From my local paper:A quick primer on a confusing situation: Medicare Part A covers hospital care for inpatients. Outpatients, including those on observation status, are covered under Part B. That distinction has generated complaints and controversy for years, as the number of inpatient hospitalizations has declined among Medicare recipients and outpatient stays have become more common.
Why does the classification matter? Outpatients can face higher payments for drugs and coinsurance, but the big-ticket item is nursing home care.
After a hospital discharge, Medicare pays the full cost of skilled nursing for the first 20 days, and most costs up to 100 days — but only for patients who’ve spent three consecutive days as inpatients. Without three inpatient days, patients are on their own.
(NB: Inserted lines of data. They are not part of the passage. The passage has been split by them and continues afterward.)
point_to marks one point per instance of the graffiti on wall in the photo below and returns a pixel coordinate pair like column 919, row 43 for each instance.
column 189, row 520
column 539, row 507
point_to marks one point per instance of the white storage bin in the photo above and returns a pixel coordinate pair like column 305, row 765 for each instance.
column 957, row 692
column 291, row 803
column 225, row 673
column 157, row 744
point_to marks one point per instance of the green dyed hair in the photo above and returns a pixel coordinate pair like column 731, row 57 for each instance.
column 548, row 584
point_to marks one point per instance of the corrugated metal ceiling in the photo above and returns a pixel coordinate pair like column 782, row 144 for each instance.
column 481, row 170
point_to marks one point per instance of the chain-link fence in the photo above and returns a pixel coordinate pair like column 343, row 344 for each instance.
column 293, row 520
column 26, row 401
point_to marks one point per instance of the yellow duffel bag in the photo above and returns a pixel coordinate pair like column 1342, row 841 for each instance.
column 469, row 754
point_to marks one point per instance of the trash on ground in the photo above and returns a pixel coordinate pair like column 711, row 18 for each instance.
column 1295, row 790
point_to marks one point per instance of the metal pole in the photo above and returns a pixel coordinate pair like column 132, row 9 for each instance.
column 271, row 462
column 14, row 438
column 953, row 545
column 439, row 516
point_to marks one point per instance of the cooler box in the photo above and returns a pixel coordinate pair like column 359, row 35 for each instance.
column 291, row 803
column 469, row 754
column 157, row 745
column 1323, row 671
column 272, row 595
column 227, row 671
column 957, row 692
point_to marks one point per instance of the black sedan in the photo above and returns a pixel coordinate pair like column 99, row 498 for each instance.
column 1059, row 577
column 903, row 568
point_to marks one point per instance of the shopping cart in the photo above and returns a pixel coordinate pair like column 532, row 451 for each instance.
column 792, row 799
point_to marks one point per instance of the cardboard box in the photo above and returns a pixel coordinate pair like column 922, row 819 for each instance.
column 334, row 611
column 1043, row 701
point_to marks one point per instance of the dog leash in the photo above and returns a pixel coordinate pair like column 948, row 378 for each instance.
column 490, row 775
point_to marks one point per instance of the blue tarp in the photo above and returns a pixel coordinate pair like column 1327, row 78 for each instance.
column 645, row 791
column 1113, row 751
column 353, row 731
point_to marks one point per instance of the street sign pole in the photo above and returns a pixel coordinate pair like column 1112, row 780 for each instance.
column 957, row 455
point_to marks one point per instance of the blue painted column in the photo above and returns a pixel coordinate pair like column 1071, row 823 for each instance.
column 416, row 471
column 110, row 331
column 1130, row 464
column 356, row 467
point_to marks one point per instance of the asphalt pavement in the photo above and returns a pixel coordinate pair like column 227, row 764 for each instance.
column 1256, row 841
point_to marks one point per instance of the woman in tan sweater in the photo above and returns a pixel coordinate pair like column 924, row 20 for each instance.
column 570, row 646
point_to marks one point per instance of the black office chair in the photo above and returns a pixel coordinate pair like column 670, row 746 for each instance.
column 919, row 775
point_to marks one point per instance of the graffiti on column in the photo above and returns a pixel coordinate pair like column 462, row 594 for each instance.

Basically there is a huge cost savings to Medicare, as well as to the hospital to place you "under observation" when you arrive. Medicare gets away with not having to pay for your skilled nursing stay. The hospital avoids hefty penalties in the event that you need to come back to their hospital if something goes wrong after the surgery ie. an infection where they did the surgery. If they had originally "admitted" you then having you come back would be a second admittance for the same original problem. That triggers the penalty. Placing you originally "under observation" avoids that second admittance penalty trigger.
One thing the article doesn't discuss if how you might be able to challenge and change that original classification when it is first made when you arrive at the hospital. A few years ago listening to a director of nursing give a talk at her skilled nursing facility, I recall that she said first off to make it clear at admittance that you want to be formally admitted to the hospital. If they push back on that then contact your primary care doctor and ask him/her to advocate for you.